This was a nice Pinotage blend from South Africa – I think I got the last one in Guelph – but tell me what wine you are going to try this year?


The Butcher told me to …

If you buy meat from your butcher – and why wouldn’t you – do you ask him how to prepare it?

I bought a rabbit Saturday.  “Domestique?” you may ask? “UN LAPIN” I would reply with a loud French accent – while making that kissing your fingers movement that somehow signifies delicious food.  It came cut into pieces which is nice since bunnys are cute and I was too hungry to have second thoughts about cooking my first rabbit.

I asked Andy (said butcher) how to cook it and he suggested braising it for 3 hours in white wine. I chose a Riesling from Alsace for my Rabbit  - it was delicious – thanks Andy.

Riesling for my Rabbit

Cool thing about the wines of Alsace - There is a legal requirement for bottling Alsace wine in tall bottles commonly called flûtes d’Alsace.  
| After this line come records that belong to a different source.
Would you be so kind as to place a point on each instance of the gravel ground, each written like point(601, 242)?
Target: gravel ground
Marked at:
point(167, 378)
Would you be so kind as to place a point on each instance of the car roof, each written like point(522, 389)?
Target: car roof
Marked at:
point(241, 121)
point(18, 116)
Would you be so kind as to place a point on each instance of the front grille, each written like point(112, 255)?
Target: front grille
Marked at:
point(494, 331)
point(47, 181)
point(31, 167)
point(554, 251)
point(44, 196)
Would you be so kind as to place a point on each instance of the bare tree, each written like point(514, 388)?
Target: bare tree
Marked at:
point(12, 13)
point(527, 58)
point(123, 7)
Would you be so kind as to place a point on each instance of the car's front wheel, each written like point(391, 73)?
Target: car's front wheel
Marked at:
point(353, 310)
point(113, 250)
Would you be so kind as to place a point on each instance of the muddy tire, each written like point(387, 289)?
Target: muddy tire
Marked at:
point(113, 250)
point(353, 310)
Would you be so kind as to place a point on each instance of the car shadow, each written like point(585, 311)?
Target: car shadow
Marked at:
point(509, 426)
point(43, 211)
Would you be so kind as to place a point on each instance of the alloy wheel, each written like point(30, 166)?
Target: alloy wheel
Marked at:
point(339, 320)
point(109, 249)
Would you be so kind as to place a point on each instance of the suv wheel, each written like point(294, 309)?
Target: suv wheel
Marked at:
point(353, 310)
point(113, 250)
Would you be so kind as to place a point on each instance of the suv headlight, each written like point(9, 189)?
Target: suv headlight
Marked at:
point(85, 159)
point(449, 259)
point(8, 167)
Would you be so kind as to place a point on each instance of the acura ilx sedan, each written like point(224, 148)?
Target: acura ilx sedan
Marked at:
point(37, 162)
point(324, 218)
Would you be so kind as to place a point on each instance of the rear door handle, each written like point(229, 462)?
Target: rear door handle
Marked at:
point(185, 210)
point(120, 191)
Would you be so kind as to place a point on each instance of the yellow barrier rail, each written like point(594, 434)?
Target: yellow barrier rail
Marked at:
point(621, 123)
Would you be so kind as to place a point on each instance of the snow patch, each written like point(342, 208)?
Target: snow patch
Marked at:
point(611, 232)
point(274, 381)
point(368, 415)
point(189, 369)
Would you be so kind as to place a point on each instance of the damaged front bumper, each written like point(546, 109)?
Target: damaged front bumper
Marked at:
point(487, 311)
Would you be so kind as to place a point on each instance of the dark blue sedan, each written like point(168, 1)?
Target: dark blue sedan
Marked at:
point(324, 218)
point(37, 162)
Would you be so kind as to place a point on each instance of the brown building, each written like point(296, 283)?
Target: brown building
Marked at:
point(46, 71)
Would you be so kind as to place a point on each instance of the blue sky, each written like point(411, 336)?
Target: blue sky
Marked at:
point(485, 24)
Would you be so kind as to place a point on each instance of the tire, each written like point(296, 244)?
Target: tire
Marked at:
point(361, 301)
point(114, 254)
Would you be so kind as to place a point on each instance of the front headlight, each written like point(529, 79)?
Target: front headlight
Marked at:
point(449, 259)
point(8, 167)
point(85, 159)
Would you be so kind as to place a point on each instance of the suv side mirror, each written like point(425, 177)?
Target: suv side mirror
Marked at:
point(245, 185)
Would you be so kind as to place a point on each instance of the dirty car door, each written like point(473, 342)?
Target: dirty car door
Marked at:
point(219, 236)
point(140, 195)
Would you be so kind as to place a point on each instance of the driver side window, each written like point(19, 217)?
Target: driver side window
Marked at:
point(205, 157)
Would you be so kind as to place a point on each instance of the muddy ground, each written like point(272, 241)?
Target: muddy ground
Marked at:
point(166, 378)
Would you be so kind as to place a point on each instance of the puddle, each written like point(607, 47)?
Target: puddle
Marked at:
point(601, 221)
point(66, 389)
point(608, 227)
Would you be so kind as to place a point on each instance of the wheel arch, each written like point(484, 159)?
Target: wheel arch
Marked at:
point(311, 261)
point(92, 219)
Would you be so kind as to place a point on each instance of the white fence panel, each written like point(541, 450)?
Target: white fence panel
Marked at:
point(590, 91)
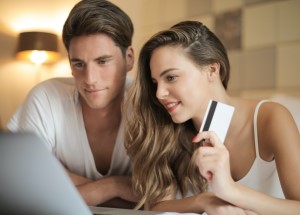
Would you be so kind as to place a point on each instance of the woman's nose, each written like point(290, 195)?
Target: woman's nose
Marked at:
point(161, 91)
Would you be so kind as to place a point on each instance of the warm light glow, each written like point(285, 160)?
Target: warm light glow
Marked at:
point(38, 57)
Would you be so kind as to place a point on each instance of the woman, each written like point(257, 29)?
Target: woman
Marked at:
point(180, 70)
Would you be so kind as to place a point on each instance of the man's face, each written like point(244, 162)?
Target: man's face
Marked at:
point(99, 69)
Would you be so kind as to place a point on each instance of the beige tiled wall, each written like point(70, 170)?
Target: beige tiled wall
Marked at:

Disclaimer – if you have a pet rabbit don’t let them drink Riesling.  It’s not good for them. Besides that, rabbits prefer beer – you know because of the hops.

WILLM RÉSERVE RIESLING (V)
VINTAGES 11452 |  Price: $ 15.95
12.0% Alcohol/Vol.
Made in: Alsace, France
By: A. Willm


iTechnology for my iBlog

A  free app for my iPhone is changing the photos I take for this blog (and Facebook) – at least until I find the next great app to replace it –  Instagram.

 

Instagram is used by my personal hero Jamie Oliver and the even better Gennaro Contaldo (Jamie’s fantastic Italian chef friend). They post photos of their food almost every day using cool filters and lenses from the app. This is beginning to feel like a linktrap crossover blog post.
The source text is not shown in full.